I went to church today with a friend.
First Thoughts

I went to church today with a friend.

It was such a wholesome experience, the people were all so friendly and so welcoming and vastly different to the church experience I had growing up. It was such a small and tight knit community, it really felt like family you picked for herself. I also feel like church is such a big part of her life and I feel honoured to have been given a chance to get a glimpse and I am grateful to her for sharing it with me!

I enjoyed the service - the pastor’s voice, community music, the sermon (more on this below), and just hanging around the people. I liked the whole vibe of the place, I can see how comfortable everyone is there with themselves and with each other and that is always a beauty to watch.

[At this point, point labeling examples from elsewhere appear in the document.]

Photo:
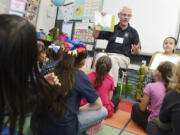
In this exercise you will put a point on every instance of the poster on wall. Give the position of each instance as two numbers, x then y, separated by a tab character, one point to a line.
31	11
4	6
83	33
83	9
18	5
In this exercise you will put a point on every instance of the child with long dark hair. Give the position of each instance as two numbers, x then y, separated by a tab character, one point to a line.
19	73
169	117
74	86
153	95
103	83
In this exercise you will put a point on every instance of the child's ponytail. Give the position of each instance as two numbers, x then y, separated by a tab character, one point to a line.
167	70
103	66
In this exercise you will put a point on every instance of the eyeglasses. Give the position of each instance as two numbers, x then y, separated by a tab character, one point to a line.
124	15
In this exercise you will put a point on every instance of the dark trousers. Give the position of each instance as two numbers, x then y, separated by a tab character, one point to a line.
139	117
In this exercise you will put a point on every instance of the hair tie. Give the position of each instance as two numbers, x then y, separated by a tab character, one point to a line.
74	47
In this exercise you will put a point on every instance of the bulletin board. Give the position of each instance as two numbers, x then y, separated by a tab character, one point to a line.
83	33
31	12
83	9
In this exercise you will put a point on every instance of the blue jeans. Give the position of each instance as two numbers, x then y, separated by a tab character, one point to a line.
90	118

Everyone was there because they chose to be there and that is quite special. I loved how welcomed I felt, how everyone was so comfortable that I just also felt comfortable.

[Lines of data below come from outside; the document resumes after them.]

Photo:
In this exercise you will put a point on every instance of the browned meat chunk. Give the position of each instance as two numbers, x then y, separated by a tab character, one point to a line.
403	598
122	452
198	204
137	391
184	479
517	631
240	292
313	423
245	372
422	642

But at the same time I also felt a bit like an imposter, almost like the privilege to exist within this community requires me to believe in God/Jesus and as it stands being agnostic I felt a bit almost like I was lying. I know that’s really not how it works and I’m pretty sure no one thought that but it’s how I felt looking back. It made me wonder whether such communities can exist outside of the religious framework and whether it’s possible to have something tie a bunch of people together outside of religion.

It made me think back to when I was a kid and I really believed in a God and I remember so vividly how I had “My First Bible” and it was like my favourite book at the time (way back in kindergarten) and I lent it to a friend and she returned it all sticky and I was so sad. I was the kid who would write little post-it notes to God and stick them on my window believing He’d read them when he had time. The girl who dragged her parents to Sunday Mass and the kid who would read Bible passages and do Easter reflections. But as I grew up I had so many questions and the rigid framework of the Catholic church didn’t allow space for such curiosity and so I concluded that it wasn’t for me. It didn’t help the matter that Sunday School was not welcoming, church choir was not welcoming (they told me they had too many sopranos already), confessions felt like an invasion of privacy and an obligation, and belonging to a really big parish meant I never really felt that sense of strong community.

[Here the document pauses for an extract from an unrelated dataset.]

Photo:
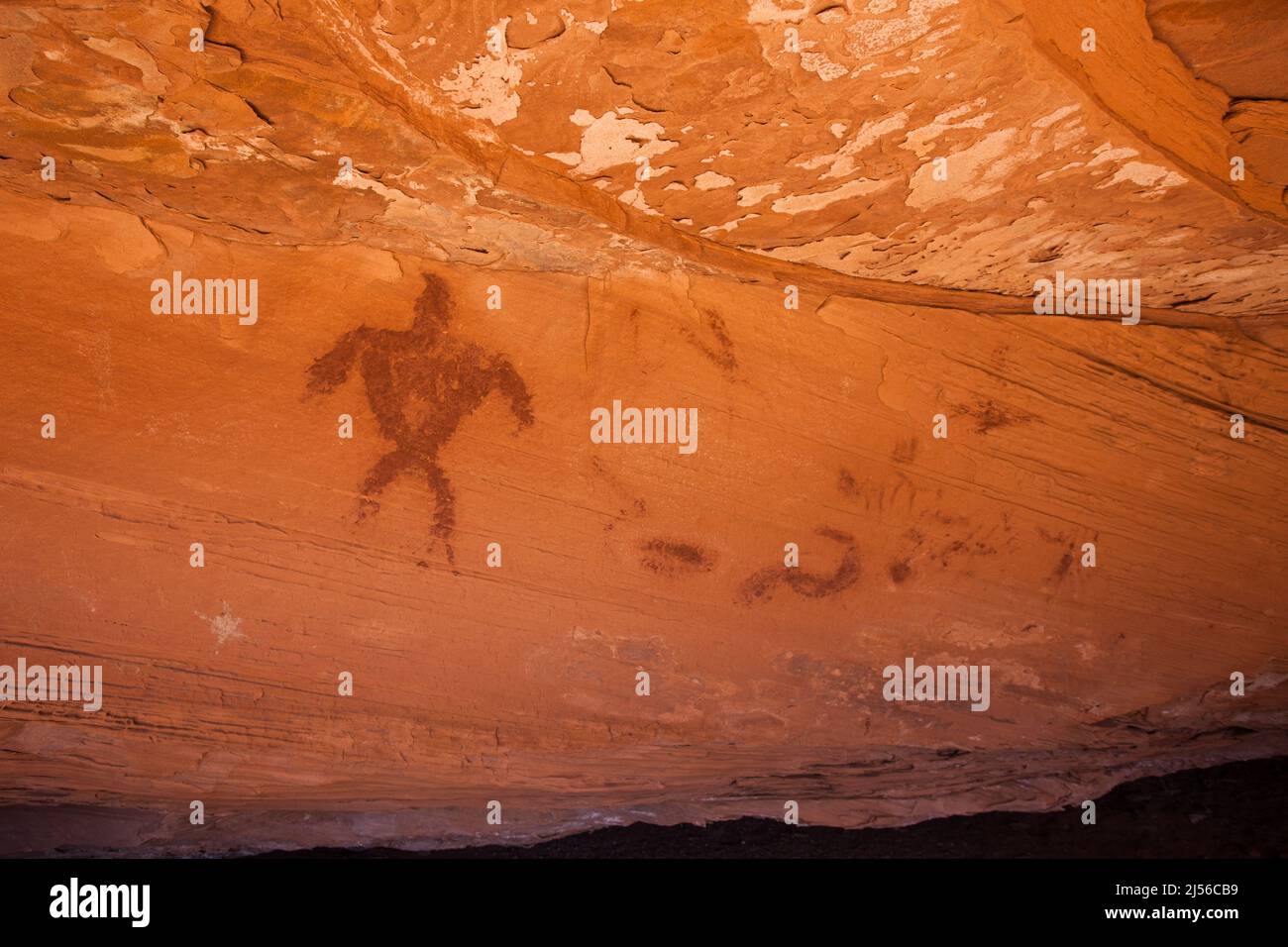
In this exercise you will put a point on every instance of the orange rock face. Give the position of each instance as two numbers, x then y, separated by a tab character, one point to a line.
310	309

I think growing up I took the Bible stories very literally, but as I started to learn more about the world and science, it all started to not make sense to me and so I just put it dismissed all of it. But service today kinda changed a bit of that for me. The way the readings were interpreted in a more down to earth application, the way she was so comfortable being vulnerable in front of a whole bunch of people and sharing her own stories. Today I wondered if maybe religion isn’t about literally believing that water can be turned into wine or that there can be immaculate conception or that you can rise from the dead. Maybe it’s not about having to believe that the stories actually happened literally. Maybe it can be about taking the teachings of the Bible and applying it to your every day life, having the love and kindness and compassion for others flow through you into the world. Maybe it’s not about being in an old man sitting high above the skies watching over the world, but about believing in a higher power that can bring communities like this one together, a community of people who are so welcoming and wholesome and just wonderful to be around.